Podemos dizer com sinceridade que ainda estamos absorvendo tudo o que rolou durante sua apresentação. Deixou todos que ali estavam presentes boquiabertos por diversas vezes. Seu set teve em alguns momentos puro Techno 4×4, outros momentos do mais clássico que se pode imaginar da House Music, com linhas de piano e vocais femininos característicos. E quando ninguém imaginava, ele veio – surpreendendo – com uma jogada de mestre: entrou com a sinfonia de “2001 – Uma Odisséia no espaço” – sim, ela mesma – nua e crua, como se mixar tudo isso sobre uma linha de bateria fosse simples, e assim, ao fim da sinfonia, deixou o break da track “Shadowprint” de Bart Skils “moer” a TribalTech 2015. Genial. Foi o mashup mais surpreendente que já presenciamos até hoje.

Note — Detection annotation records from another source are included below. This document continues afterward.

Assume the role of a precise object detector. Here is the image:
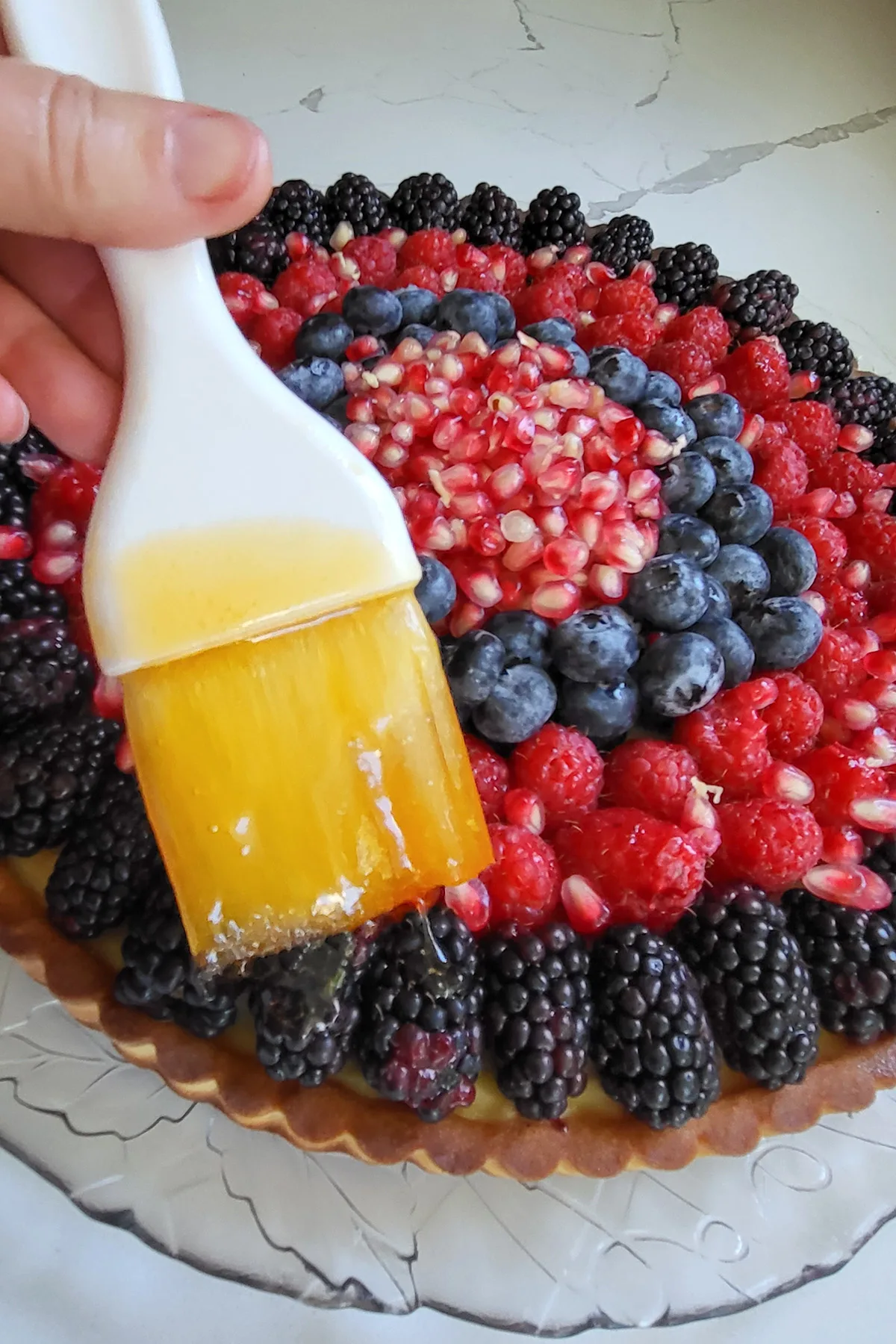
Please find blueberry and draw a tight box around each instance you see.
[659,453,716,514]
[634,402,697,447]
[708,546,771,612]
[485,612,551,668]
[485,294,516,340]
[551,606,638,682]
[447,630,504,709]
[343,285,405,336]
[414,555,457,625]
[558,676,638,747]
[703,485,775,546]
[756,527,818,597]
[392,285,439,326]
[694,434,752,489]
[277,355,345,411]
[395,323,435,348]
[590,348,650,406]
[644,373,681,406]
[296,313,355,363]
[685,393,744,438]
[738,597,822,672]
[473,664,558,742]
[693,621,756,688]
[563,340,591,378]
[523,317,575,346]
[438,289,498,346]
[703,574,731,621]
[657,514,719,570]
[637,630,726,719]
[627,555,708,630]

Ao final de seu set, às 3:30h da manhã, entraria o mito Dubfire com seu LIVE HYBRID (extremamente aguardado pelo público), no entanto, não foi o que ocorreu. A forte chuva impossibilitou a produção do evento de reproduzir o LIVE do artista no Main Stage, tendo que transferir a apresentação para o palco Warung de última hora. Fomos avisados através do telão sobre a mudança apenas às 4h, momento em que um enorme grupo de pessoas se deslocou para o Warung Stage. Chegando lá, foi uma confusão. Pista e camarote superlotados, impossibilitando o nosso acesso ao palco. Devido à forte chuva, empurra-empurra e a lama, infelizmente não foi possível acompanhar a apresentação do DJ americano.

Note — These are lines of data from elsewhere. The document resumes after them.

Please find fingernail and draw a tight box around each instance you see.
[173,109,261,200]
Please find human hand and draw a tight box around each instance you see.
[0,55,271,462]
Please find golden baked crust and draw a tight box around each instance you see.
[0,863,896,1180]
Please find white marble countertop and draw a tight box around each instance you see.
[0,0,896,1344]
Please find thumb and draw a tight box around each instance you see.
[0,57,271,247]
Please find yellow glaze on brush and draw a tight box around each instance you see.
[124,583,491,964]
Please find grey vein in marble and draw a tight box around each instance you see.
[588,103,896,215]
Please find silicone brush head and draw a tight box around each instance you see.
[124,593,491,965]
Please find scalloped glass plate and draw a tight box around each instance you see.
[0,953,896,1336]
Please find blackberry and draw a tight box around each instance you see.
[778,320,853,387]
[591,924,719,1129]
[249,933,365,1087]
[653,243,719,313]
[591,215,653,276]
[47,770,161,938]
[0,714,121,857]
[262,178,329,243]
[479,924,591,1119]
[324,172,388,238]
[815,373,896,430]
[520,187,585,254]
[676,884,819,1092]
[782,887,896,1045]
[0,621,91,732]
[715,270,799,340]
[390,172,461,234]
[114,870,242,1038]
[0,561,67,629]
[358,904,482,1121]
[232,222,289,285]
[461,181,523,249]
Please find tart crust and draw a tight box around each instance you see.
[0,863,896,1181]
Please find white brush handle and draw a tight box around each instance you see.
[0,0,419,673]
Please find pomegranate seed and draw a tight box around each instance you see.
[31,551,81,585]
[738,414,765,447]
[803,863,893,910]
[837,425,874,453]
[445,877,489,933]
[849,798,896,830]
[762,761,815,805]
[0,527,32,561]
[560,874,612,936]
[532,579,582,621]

Neste momento nos dividimos entre o Main Stage e o palco D-Edge, para poder conferir o maior número de artistas possíveis. Suprindo a ausência dos artistas, HNQO e Fabø fizeram um b2b longo com uma linha de Techno mais reto, e ao final, encerrando o palco principal do evento, Klayton Keppen assumiu o controle.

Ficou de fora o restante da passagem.